Baby is the size of a billiard ball this week! I chose the #13 ball because Baby2 is due on lucky Friday, July 13th! When I pointed that out to the midwife (that the 13th is a Friday, that is), she said, “Oh well we can make it the 14th if you want.” Yes, let’s do tell the baby when s/he is allowed to make her/is arrival. That would be awesome!
I don’t put too much stock in due dates. Kiddo1 was a little early himself. I doubt Baby2 will arrive right on time, and if the 13th is our day, then that’s cool too because it’s usually not such a bad day for me, as far as luck goes.
What HAS been pretty unlucky in the last week or so are the headaches. After I published last week’s update (about how awesome not having morning sickness is, natch) I started getting these looooong-lasting headaches. I had one that started on Christmas Eve, lasted all through Christmas Day and finally ended… well I’m still sort of waiting for it to end. I woke up with it again yesterday, it came and went throughout the day and I’m hoping that means I’m almost at the end of it? I hope…

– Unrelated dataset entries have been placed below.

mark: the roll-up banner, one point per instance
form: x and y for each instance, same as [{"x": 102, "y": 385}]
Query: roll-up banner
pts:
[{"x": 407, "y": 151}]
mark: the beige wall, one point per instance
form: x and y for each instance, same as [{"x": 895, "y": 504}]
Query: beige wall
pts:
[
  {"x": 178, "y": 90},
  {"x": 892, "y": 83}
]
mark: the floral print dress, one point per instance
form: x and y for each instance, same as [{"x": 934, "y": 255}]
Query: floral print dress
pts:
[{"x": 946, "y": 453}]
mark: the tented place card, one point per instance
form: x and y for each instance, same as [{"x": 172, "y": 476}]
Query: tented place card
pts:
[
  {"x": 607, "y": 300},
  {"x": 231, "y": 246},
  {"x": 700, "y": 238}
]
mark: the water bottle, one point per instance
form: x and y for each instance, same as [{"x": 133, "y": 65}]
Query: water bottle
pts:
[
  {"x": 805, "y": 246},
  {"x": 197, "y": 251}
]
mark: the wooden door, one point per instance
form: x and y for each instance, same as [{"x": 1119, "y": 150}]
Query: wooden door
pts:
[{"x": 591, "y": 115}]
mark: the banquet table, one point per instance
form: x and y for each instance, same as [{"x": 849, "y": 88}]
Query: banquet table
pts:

Through my research I found a few helpful hints that I hope will keep the headaches away:
- Eat lots. Not just lots but good food. Usually I eat a ton (also noted in last week’s update post), but that tends to be while I’m at work. This week I’ve been at home for holiday break so I’ve been keeping myself busy with cleaning, laundry, projects and, of course, lounging on the couch trying to rid myself of the headache-that-will-not-end. So eating hasn’t been on the top of the priority list. Big no-no! No wonder my head ached so much – I wasn’t eating my normal copious quantities of good food.
- Drink lots of water. I usually get in at least 60 ounces a day, but I’m trying to increase that to 90. “They” say pregnant women need at least 64 ounces of water each day plus an additional 8 ounces for each hour of light activity. So drink up.
- Sleep. Mmmm glorious sleep. At least 8 hours a night. This usually isn’t hard in the first trimester as exhaustion usually is a symptom of pregnancy, but shoot: ladies are busy (pregnant ones included) and between work, out-of-the-uterus kids and other domestic obligations it can be tough getting those 8 hours every night. In order to keep productive throughout the day, though, sleep needs to be a priority every night.
- Caffeine withdrawal. I don’t drink coffee, soda, etc. so I don’t think this is a factor in my headaches. But sometimes I do find that a few sips of Mr. Handsome’s soda does help somewhat. Caffeine thins the blood a bit and allows it to flow more freely through the brain. Don’t overdo it though, for multiple reasons: mostly that it can thin the blood too much and over 200mg of caffeine is not a good idea for baby. I can just see the little fetus bouncing off the ute walls in there, all jacked up. Probably not cool.
Sometimes preventing doesn’t work. In that case, here’s what I’ve tried and each have helped a little (although nothing works as well as my old, now forbidden, stand-by, Advil. Sad face):
- Lay down in a mostly dark room (especially if light makes the pain worse).
- Cold packs to the forehead for tension headaches, hot packs for sinus headaches.
- Hot shower or bath with some steam action.
Thanks to americanpregnancy.org for the info listed above. For more on triggers and when to call your health provider, follow this link.
The weekly standards:
- Total weight gain: still 4 pounds
- Cravings: scrambled eggs
- Coolest symptom: When I lay on my stomach I can feel an “expansion” where I believe my uterus is. My bloat is also getting a bit harder so it feels like the uterus is at last taking over some of the “bump” I have!
- Lamest symptom: the aforementioned headaches
Science Time, courtesy of babycenter.com:
The most dramatic development this week: reflexes. Your baby’s fingers will soon begin to open and close. His or her mouth will make sucking movements. Toes will curl, and eye muscles will clench. Meanwhile, nerve cells are multiplying rapidly, and in your baby’s brain, synapses are forming furiously. In fact, if you prod your abdomen, your baby will squirm in response, although you won’t be able to feel it. Your baby’s intestines, which have grown so fast that they protrude into the umbilical cord, will start to move into the abdominal cavity, and the kidneys will begin excreting urine into your baby’s bladder. Your baby’s face looks unquestionably human: His or her eyes have moved from the sides to the front of the head, and the ears are right where they should be. From crown to rump, your baby-to-be is just over 2 inches long (about the size of a lime) and weighs half an ounce.